The Moab City Council has made it easier for property owners to create additional living spaces on existing single-family home lots, following revised state law and attempting to address the continued housing shortage in the city.

An ordinance “amending the text of the Moab Municipal Code to allow accessory dwelling units in all residential zones” was first put before the council in October 2021, and was tabled multiple times and went through a legal review before it was approved at the Dec. 14 regular meeting. The code revision passed 4-1, with Councilmember Rani Derasary in dissent.

Accessory dwelling units are small independent living spaces on the same lot as a single-family home, typically in the form of mother-in-law buildings, basement apartments or an above-garage studio. The structures can be attached to the home or be a separate structure but use the existing infrastructure, like water and sewer, of the house.

This ordinance is intended to remove barriers that prevent more residents from building ADUs and to encourage residents to build ADUs for the purpose of creating more workforce housing.

Moab hadn’t updated its code governing ADUs since 2018, while the Utah State Legislature passed House Bill 82 this past year, which allows for more internal ADUs in single-family homes and adds enforcement provisions to ensure the apartments are not used as short-term rentals.

A handful of communities in Utah and Colorado have successfully promoted ADUs for workforce housing, including Salt Lake City, Park City, Durango, Crested Butte and St. George; examples from these communities have been brought before the council at previous meetings.

At the Dec. 14 meeting, Assistant Planner Cory Shurtleff presented the most recent changes to the ordinance. A legal review created new definitions for ADUs: type 1, an external ADU, sometimes called a “mother-in-law” apartment; type 2, an internal ADU built separately from the main dwelling area, like a “two-family” dwelling such as a duplex; and type 3, an ADU inside an existing home.

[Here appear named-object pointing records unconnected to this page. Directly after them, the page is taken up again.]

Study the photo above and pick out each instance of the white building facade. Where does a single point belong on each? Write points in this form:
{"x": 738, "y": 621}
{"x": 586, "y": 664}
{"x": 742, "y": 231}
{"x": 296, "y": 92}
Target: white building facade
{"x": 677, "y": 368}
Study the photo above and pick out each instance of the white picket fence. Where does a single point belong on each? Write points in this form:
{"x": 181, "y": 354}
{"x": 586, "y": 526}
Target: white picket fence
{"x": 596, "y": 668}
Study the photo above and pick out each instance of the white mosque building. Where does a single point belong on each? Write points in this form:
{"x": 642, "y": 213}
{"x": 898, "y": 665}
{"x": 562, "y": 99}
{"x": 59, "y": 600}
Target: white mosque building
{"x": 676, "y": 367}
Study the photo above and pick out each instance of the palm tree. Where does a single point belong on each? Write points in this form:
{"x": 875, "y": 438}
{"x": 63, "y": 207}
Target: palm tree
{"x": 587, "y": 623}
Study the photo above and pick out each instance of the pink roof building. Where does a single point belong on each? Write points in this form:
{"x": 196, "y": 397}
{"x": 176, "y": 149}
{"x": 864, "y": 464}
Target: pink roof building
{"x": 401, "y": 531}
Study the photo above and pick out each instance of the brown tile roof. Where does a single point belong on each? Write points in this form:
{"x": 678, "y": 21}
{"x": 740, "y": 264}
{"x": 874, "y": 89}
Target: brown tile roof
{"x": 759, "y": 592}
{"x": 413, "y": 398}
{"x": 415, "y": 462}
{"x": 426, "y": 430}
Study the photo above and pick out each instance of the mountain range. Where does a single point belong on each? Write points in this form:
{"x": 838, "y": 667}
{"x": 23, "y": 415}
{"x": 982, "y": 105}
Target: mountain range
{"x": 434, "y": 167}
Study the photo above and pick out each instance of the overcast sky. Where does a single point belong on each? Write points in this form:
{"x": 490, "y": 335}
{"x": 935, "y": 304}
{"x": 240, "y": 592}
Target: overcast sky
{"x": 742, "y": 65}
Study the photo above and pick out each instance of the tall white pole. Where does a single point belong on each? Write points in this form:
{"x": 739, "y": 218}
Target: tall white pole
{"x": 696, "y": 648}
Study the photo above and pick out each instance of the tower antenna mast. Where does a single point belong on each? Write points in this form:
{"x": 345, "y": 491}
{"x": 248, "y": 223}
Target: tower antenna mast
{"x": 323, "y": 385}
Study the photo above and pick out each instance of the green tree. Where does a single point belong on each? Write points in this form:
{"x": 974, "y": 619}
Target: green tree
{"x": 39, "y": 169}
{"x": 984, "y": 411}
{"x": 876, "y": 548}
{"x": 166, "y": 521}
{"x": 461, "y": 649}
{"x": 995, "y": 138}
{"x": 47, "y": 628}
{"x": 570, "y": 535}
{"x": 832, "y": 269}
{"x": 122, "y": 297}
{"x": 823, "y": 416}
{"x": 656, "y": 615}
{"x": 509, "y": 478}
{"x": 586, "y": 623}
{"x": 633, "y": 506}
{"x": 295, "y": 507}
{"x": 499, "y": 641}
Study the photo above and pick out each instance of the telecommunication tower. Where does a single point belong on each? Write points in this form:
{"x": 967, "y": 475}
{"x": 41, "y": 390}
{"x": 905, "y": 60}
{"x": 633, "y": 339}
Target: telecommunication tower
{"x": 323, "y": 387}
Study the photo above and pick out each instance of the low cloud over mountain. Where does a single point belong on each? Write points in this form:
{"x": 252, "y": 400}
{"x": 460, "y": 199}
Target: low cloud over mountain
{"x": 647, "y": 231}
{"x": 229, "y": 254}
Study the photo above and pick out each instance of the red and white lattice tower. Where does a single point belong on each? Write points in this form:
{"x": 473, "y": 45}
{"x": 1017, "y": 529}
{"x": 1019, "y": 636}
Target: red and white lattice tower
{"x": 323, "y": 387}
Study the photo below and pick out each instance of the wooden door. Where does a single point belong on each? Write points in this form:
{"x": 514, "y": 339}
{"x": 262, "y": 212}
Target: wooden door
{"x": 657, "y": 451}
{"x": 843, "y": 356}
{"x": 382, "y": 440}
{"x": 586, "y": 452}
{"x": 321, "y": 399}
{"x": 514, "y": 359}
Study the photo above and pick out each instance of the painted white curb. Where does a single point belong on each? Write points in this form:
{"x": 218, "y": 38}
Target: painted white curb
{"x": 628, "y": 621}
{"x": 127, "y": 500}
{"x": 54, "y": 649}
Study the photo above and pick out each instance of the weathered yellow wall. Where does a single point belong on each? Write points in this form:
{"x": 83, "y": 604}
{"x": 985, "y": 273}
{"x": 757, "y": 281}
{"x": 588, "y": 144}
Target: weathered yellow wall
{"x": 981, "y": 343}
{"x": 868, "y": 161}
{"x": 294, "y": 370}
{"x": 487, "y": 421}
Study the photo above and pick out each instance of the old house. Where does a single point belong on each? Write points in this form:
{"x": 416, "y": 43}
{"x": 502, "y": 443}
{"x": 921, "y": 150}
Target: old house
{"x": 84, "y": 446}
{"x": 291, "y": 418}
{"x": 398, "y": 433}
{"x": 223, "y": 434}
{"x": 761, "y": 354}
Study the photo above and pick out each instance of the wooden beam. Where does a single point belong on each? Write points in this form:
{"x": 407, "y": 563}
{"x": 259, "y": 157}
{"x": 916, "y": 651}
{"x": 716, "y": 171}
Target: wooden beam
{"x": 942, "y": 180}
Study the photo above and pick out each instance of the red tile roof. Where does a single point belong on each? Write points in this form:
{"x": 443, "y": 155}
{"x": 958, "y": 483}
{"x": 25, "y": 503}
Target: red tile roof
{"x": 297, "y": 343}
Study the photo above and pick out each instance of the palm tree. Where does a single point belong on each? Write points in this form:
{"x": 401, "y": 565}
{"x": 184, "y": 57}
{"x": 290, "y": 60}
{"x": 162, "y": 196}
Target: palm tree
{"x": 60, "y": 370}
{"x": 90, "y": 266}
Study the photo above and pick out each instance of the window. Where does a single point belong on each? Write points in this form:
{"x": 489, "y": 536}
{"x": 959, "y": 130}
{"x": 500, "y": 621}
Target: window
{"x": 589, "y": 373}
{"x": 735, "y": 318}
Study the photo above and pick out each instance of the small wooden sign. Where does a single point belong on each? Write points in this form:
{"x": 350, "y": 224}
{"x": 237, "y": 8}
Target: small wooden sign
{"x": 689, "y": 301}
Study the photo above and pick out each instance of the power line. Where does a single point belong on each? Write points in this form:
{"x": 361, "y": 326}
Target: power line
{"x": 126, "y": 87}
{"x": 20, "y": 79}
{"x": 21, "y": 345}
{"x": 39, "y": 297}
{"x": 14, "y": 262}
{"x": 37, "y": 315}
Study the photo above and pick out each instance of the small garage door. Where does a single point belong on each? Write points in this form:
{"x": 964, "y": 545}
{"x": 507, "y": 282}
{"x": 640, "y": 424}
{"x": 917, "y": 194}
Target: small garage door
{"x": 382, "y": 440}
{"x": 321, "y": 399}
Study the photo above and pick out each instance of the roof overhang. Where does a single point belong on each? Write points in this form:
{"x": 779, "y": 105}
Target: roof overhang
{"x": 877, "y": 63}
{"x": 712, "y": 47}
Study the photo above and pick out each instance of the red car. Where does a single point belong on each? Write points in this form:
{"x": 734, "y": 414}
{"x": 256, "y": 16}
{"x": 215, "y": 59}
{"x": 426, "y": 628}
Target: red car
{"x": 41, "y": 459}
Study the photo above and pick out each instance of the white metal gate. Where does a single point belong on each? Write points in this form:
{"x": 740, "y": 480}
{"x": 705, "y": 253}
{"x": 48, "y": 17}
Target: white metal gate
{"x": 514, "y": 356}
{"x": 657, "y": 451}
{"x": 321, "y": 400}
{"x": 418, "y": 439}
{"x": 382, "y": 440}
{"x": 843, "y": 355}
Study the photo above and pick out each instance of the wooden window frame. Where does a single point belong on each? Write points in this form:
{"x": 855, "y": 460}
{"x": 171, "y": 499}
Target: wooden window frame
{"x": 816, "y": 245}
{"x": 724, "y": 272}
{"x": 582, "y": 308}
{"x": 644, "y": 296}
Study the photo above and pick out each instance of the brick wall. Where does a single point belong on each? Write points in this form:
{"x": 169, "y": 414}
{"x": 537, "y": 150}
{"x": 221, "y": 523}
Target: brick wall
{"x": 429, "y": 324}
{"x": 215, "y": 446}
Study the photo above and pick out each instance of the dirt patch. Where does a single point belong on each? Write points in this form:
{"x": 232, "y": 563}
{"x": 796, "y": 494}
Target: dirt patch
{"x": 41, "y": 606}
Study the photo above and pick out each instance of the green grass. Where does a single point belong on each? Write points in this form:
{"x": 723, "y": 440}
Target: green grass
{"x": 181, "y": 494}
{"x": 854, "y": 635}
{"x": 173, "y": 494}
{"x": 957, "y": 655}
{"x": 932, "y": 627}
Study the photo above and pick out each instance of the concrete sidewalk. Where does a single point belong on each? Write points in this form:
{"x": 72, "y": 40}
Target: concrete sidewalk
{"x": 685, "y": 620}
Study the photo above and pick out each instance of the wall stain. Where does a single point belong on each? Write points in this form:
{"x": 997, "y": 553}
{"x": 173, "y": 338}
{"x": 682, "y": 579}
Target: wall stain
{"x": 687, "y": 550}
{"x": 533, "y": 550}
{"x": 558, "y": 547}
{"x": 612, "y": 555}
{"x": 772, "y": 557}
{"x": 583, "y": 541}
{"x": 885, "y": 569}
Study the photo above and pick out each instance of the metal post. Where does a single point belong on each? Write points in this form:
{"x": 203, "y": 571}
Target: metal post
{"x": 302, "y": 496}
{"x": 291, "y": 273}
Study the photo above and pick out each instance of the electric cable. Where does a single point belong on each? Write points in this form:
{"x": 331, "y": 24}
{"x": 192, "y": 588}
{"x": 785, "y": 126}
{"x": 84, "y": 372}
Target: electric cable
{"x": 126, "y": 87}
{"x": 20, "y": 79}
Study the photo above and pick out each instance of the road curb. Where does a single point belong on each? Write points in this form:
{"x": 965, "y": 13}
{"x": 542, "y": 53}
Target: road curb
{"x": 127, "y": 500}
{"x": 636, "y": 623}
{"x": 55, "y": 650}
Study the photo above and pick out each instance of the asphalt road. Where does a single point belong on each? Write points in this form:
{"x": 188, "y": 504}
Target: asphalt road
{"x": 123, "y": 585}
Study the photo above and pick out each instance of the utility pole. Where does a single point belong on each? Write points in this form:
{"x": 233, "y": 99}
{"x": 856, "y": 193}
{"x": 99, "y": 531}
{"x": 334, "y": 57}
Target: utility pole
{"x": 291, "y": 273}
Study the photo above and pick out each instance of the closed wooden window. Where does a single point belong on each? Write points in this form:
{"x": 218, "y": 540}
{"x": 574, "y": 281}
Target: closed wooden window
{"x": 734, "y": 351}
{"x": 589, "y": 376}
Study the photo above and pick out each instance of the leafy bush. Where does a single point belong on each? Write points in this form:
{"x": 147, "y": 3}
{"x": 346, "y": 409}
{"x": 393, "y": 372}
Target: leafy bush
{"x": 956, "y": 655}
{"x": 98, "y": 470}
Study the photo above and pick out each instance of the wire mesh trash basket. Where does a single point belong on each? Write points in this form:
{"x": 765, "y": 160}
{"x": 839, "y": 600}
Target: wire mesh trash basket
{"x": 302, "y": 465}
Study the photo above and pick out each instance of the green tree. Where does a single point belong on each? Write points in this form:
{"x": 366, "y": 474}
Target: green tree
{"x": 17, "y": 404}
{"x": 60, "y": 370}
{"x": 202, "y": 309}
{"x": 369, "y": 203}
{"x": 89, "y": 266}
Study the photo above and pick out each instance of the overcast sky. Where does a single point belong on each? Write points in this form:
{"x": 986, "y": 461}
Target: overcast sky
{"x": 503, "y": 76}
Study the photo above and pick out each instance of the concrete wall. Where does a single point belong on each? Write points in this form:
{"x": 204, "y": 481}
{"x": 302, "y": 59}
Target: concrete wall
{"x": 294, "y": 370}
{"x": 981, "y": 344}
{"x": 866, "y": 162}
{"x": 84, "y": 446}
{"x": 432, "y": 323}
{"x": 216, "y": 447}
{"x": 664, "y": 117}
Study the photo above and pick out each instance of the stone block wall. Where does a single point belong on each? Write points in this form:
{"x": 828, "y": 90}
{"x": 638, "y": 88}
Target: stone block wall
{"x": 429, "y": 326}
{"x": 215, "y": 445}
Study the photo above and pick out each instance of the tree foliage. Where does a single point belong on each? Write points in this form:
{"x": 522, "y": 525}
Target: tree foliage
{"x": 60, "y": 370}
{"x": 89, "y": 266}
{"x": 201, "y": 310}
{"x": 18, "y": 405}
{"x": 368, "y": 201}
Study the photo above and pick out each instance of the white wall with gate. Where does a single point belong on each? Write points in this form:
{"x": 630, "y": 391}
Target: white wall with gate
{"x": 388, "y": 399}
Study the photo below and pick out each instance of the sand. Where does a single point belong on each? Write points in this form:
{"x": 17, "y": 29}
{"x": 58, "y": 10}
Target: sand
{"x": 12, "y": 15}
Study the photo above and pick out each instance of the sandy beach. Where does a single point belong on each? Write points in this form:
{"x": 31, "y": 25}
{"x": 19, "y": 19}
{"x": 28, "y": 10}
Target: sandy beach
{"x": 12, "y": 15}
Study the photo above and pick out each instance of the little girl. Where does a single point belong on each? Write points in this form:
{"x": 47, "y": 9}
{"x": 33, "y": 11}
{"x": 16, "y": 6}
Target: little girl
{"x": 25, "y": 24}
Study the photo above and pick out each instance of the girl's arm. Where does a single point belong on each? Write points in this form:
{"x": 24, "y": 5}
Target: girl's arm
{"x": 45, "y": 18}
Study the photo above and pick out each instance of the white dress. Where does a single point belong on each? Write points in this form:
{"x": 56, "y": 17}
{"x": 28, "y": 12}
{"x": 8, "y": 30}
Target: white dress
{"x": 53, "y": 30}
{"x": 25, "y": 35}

Type 3 ADUs were newly defined by House Bill 82, which makes it much easier for homeowners to declare a portion of their existing home as an ADU. Such spaces are required to be within homes that are owner-occupied and must not be used for short-term rentals—the minimum lease length is three months, in an attempt to limit short-term rentals.

“It provides more options,” Shurtleff said. However, the council questioned how to manage the inspections and enforce the restrictions on type 3 ADUs.

Councilmember Derasary expressed dismay at previous meetings that the ordinance would increase the workload for the Moab City Police Department.

The city’s only code compliance specialist, Mona Pompili, previously worked within the Planning and Zoning Department but the position was shifted to the police department. Code compliance already deals with nightly rental restrictions—new nightly rentals are not allowed within city limits, and anyone renting out their property, both short-term and long-term, must have a business license—so enforcing the new ADU code would fall within this category.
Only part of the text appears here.